2) Add wasabi peas and salt to the grinder and pulse until it’s in a coarse seasoning mix.
3) Use a fork to pick out any large bits of unground wasabi pea.
Store seasoning mix in an airtight container. Use liberally as a finishing seasoning on foods that need a savory/salty kick.
Savory Seaweed Seasoning
Most people are probably used to seeing seaweed only in sushi form, but you can find these sheets now at almost any grocery store. Make sure you buy the roasted sheets. They should be thin and somewhat crispy.
Also, don’t use the seaweed chips that are available these days. Those are good, but also have oil and stuff on them which can make the seasoning mix clump together.
If you just ground up seaweed and tasted it (I did), it is intensely savory. It’s like sticking a dried mushroom in your mouth. It’s too much of one thing.
But we can add few things to it to make it more rounded.
First, wasabi peas! These might sound weird but they totally work in this. For starters, they add a little spice, but possibly more importantly, they give the seasoning mix some bulk because the peas themselves are fairly bulky and flavorless.
This works to spread out the savory flavor a bit.
Grinding the Seasoning
I tried to grind this one time in a mortar and pestle and it’s a lot of work to get everything into a fine texture. A cheap little spice grinder makes quick work of it though.
You’ll have to crumble the seaweed sheets with your hands and then just shove them in the grinder.
Pulse the sheets a bit to break them up and then add the peas and salt. As these start to grind, the will help grind the seaweed even finer because of the extra texture.
When the mix is mostly ground, transfer it to a storage container. I recommend using a fork to strain out any large pieces of wasabi peas that didn’t pulse completely so you are left with a nice, fine spice mix.

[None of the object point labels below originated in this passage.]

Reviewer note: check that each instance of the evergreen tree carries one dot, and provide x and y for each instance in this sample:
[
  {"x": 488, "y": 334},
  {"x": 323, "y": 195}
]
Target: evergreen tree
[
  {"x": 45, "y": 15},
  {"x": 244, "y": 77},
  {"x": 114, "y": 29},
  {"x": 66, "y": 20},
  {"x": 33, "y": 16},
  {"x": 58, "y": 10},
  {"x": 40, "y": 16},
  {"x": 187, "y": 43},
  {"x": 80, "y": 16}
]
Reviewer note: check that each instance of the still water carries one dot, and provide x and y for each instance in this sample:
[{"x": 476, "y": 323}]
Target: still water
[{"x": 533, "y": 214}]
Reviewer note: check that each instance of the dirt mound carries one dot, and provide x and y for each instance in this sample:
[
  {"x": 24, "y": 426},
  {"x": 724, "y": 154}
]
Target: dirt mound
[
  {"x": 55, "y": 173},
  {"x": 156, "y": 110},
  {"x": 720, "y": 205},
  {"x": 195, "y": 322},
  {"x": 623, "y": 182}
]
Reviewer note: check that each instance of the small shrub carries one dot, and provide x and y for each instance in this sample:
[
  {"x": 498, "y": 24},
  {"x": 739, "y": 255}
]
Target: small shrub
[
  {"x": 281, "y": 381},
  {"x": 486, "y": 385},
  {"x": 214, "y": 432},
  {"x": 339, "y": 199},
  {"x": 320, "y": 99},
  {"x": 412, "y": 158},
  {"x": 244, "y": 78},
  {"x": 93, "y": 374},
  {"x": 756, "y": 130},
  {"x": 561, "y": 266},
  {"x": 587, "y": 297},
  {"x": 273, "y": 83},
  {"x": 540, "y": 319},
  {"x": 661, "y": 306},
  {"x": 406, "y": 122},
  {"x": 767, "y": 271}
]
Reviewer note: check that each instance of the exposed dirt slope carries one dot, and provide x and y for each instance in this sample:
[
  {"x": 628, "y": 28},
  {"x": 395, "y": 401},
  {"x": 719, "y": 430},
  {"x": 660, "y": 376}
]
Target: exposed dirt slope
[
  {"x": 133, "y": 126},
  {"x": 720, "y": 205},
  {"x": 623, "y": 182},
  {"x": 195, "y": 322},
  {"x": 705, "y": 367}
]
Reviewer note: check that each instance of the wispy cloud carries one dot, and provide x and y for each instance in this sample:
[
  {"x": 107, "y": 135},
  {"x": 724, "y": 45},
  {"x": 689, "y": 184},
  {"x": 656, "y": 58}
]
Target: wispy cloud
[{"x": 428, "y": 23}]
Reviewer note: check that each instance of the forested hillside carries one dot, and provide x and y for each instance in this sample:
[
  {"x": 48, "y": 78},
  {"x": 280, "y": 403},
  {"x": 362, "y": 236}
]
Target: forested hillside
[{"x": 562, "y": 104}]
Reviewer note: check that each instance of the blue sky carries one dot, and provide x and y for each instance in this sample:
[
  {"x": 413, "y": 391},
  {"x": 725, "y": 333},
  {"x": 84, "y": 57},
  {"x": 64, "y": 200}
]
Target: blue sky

Savory Seaweed Seasoning Uses
You can and should sprinkle this stuff on anything that needs a savory kick, but don’t cook the seasoning. It loses some of its punch if you cook it, so use it as a finishing spice.
A few use options:
– Popcorn! Buttered popcorn!
– Grilled steak sliced thin.
– Any sort of Asian noodle bowl or soup.
– Any tofu dish.
– Kick up bland salads.
– Eat it with a spoon (okay maybe not).